Minerals are important – they are “windows” to the proper functioning of cells. Virtually every function of the human body is dependent on the presence of minerals. Minerals ensure that vitamins, proteins, hormones, amino acids, and enzymes are absorbed efficiently and quickly into the body. Organs rely on minerals to help cleanse, repair, and rejuvenate the body. They are necessary for good health, to resist disease, and to promote a long, healthy life. Minerals assist with oxygen transportation, blood clotting, the formation of blood and bone, and regulating muscle tone. They support the immune system and produce energy. All components must be functioning properly so that the entire chain can react completely and effectively.

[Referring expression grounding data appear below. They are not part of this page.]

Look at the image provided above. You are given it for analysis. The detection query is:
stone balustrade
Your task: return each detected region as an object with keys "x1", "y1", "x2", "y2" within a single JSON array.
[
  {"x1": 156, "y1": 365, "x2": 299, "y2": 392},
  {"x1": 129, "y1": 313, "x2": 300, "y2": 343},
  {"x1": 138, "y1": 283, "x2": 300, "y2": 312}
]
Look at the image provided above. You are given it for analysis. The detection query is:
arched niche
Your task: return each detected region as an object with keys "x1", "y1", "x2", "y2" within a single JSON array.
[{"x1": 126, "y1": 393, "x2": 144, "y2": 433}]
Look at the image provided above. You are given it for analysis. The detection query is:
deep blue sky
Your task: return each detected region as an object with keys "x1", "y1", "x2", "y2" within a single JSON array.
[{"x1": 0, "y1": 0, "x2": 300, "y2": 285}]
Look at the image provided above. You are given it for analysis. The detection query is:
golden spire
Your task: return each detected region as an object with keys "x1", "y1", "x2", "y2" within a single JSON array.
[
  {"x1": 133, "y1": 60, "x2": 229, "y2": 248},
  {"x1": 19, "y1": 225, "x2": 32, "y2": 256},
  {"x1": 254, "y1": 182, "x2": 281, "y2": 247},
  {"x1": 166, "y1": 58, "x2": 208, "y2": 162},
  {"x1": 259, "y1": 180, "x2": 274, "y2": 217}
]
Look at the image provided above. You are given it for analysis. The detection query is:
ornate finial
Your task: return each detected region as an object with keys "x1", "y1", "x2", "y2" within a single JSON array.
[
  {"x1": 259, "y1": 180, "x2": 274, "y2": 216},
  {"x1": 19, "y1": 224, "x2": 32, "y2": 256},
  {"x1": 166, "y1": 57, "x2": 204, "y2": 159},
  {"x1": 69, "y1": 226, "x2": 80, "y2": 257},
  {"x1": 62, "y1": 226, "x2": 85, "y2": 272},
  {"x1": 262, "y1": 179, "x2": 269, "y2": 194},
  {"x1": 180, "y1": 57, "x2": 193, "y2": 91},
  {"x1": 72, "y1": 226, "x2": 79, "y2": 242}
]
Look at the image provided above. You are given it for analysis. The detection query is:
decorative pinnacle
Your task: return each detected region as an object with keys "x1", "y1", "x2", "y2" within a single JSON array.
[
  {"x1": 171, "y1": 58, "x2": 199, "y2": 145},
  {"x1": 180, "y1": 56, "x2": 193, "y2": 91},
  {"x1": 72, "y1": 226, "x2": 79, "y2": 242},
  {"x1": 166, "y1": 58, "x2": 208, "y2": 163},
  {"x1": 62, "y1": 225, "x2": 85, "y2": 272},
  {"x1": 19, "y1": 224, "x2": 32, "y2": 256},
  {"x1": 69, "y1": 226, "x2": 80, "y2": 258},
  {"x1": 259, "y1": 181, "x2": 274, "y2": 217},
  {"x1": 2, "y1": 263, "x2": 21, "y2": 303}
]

There are 12 macro-minerals in the human body – Calcium, Copper, Chromium, Iron, Magnesium, Molybdenum, Phosphorus, Potassium, Selenium, Silicon, Sodium, and Zinc. Seven of those macro-minerals (Calcium, Chlorine, Magnesium, Phosphorus, Potassium, Sodium, and Sulfur) are considered predominant minerals. All others, even though they are essential to life, are needed in only small amounts and are called trace minerals. For example, iron is considered a trace mineral because only a small amount of iron is needed for most people, but is critical for the transportation of oxygen in the body.
THE SOURCE OF MINERALS
Minerals can only be supplied by food intake or supplementation. The body does not and cannot manufacture minerals (nor, for that matter, most vitamins).
STRIVING FOR MINERAL BALANCE
Research studies show that many people are not meeting their mineral needs through diet alone. The belief that a person can get all the minerals, vitamins, and necessary nutrients from the diet is no longer true. The consumption of fast and refined foods, tobacco, alcohol, and drugs, along with the lack of exercise, can contribute to mineral depletion and deficiencies. A person simply cannot get full nutritional value from the food purchased today at supermarkets because of mineral-depleted soils and chemical additives and preservatives. Knowing about any potential imbalance is important for one’s nutritional health.
In order for the body to function correctly, it makes sense that a person needs to maintain a proper chemical balance of minerals (as well as all other nutrients required by the body). Determining a healthy “balance” means that, from a cellular standpoint, there are no deficiencies and no excesses in dietary functions. If one mineral is out of balance, all mineral levels could be affected-starting a chain reaction.
The ratio of minerals, compared to one another, is also important. For example, scientific evidence shows that too much Zinc can deplete the body of its proper Copper level; excessive Calcium intake can affect Magnesium absorption, and so on. A proper balance of minerals in the body is critical.
The millions of cells in the human body enable numerous processes to occur, such as tissue renewal, resisting bacteria, nutrient assimilation, and elimination of waste. Blood cells carry oxygen and the fundamental elements necessary for life.